New Group Exhibition at Nerve Visual Responds to Brexit Anxiety
Field Notes from the Border #3, which will run in the Nerve Visual Gallery in Derry~Londonderry until June 30, presents work by contemporary artists working along the border in Ireland.
It is part of a series of cross-border exhibitions and engagement programmes curated by the Gallery of Photography, which respond to the anxiety raised by Brexit on both sides of the border.
The show includes new work from Anthony Haughey. His Field Notes from the Border installation responds to the perceived imminent threat of Brexit to peace and stability in Ireland. Video works, photographs and texts reflect on Ireland’s ‘seamless’ border and consider how function, meaning, and effect are often in a state of flux.
Dragana Jurisic’s Fields of Gunnera considers the border from the perspective of a migrant.
Kate Nolan presents new work from her ongoing long-term project, Lacuna. First premiered in 2017, the work has been developed through the artist’s engagement with border communities from Donegal to Carlingford.
Kevin Fox’s Drum: Portrait of a Village goes beyond stereotypical representations to reveal the strength and beauty of life in the rural border village of Drum, County Monaghan.

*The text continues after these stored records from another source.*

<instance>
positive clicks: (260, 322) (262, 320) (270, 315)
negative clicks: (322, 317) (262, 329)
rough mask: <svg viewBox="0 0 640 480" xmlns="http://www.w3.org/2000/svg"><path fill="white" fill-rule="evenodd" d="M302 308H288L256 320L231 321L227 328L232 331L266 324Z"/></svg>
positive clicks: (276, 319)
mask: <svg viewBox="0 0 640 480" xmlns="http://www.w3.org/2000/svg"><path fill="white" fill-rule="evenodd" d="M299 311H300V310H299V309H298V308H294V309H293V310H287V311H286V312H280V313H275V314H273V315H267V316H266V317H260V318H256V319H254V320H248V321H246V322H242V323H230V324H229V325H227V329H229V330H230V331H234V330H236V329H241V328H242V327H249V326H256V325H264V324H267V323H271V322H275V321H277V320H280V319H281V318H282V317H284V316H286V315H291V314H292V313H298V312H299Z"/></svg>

Raymond B Newman’s Unsettled Border reflects on the complexities of Irish histories and the fragility of current political circumstances. It considers the remoteness of intertwined border landscapes where diminishing numbers of Orange Order members strive to secure the fraternities’ isolated meeting places. This installation also features a new film ‘LOL 37’ made in Altnaveigh Orange Lodge on the Armagh/Down border.
Field Notes from the Border is a cross-border collaboration between Gallery of Photography Ireland, Regional Cultural Centre and the Nerve Centre. This showing in Nerve Visual is supported by the National Lottery Heritage Fund.
Curated by Gallery of Photography Ireland as part of Gallery of Photography’s Reframing the Border programme. Artists Commissions are supported by the Department of Culture Heritage and the Gaeltacht and by Department of Foreign Affairs & Trade Reconciliation Fund.